The final step is to create the dumplings.  While the soup is simmering on the stove (I usually keep it on a very low temp., especially if I am going to be keeping it on the stove for a long time.  The longer you let it simmer, the longer the chicken and everything has to absorb all of the flavors aka more delicious!) beat three (3) eggs in a bowl.  Next, begin to add flour.  The amount of flour differs, but keep adding a little bit at a time until the eggs cannot take any more flour.  The texture should be appropriately sticky--it should stick to your fingers/spoon but not be soggy.  After this is accomplished, fill a small pan on the stove 3/4 with water and turn to medium heat. Once the water begins to heat up, create small spoon-sized conglomerates and drop them into the water until the pan is full.  Please note that these conglomerates do not/should not be perfect in size or be able to be rounded.  Fortunately their shape is not noticeable once in the soup.  Allow to cook until the dumplings are cooked through the middle.  Then take out, draining the water, and place in a bowl.  Continue this process until all of the dough in the mixing bowl is gone.  The final step to do is personal preference--you can add the dumplings into the soup and allow to simmer, or keep in a separate bowl and allow yourself/guests to dish up their own desired amount of dumplings into their own bowls.


Enjoy!

**A great addition to this meal, if you are a garlic fiend!, is to serve with Texas Toast--it's easy, relatively cheap, and of course delicious!

Sunday, October 10, 2010

Coconut Prawn Curry

My flatmate swore that the pictures of this originally were not the best looking prawn curry she'd ever seen...but it was by far the most delicious once I finally made it!  This recipe is simple but require a wide variety of spices, so I adapted the recipe to my less formal university flat.

Coconut Prawn Curry


(Serves 2 fairly hungry individuals)

A.
500g of prawns [cleaned & deveined]
1 medium onion [finely chopped]
3/4 C coconut milk
1 C water
1 1/2 tsp tumeric powder
1 tsp fennel seeds [may use cumin as a sub]
1 TB curry powder
pinch of salt
pinch of sugar
Chopped chilli 

B.
2 garlic cloves
1/2 inch of ginger root
pinch of salt


Take all of the B. items and chop them very finely, then set aside for later use.

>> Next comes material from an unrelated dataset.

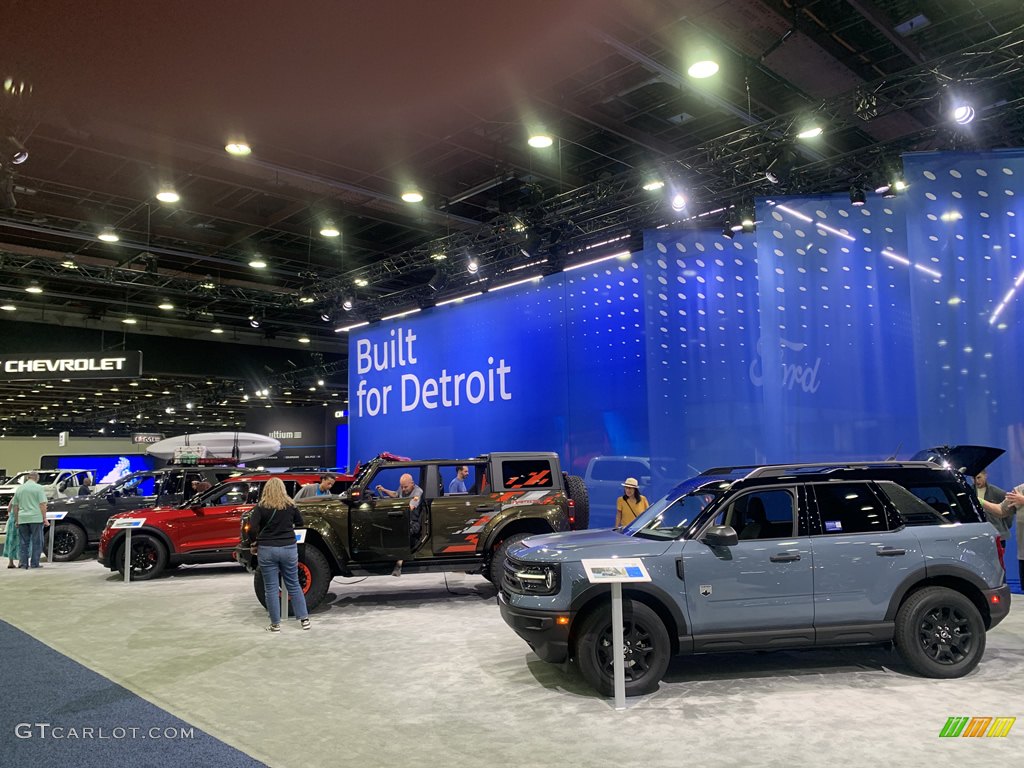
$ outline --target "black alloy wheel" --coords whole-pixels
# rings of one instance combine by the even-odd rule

In a pot/wok, heat up 2 TB oil with the onion, curry, and fennel seeds on medium heat.  Saute until the onion become a golden brown color.  Then add the B. items that you chopped up earlier. Saute until aromatic.  Then add 1/2 C water to the pot and cook on low heat until water and oil begins to separate.

Toss in the prawns quickly and coat them with the spices on low for 1 minute.  (Add more water if borrom starts to stick).  Next add coconut milk and 1/2 C water and let simmer until boiling point.  Add the pinch of salt and sugar just to taste.  Use the chopped chilli to garnish if you are up for a little bit of spice! 


Additionally for a more filling meal, use this curry dish as a sauce on top of jasmine rice (instant or a rice cooker if you have one).  It's perfect!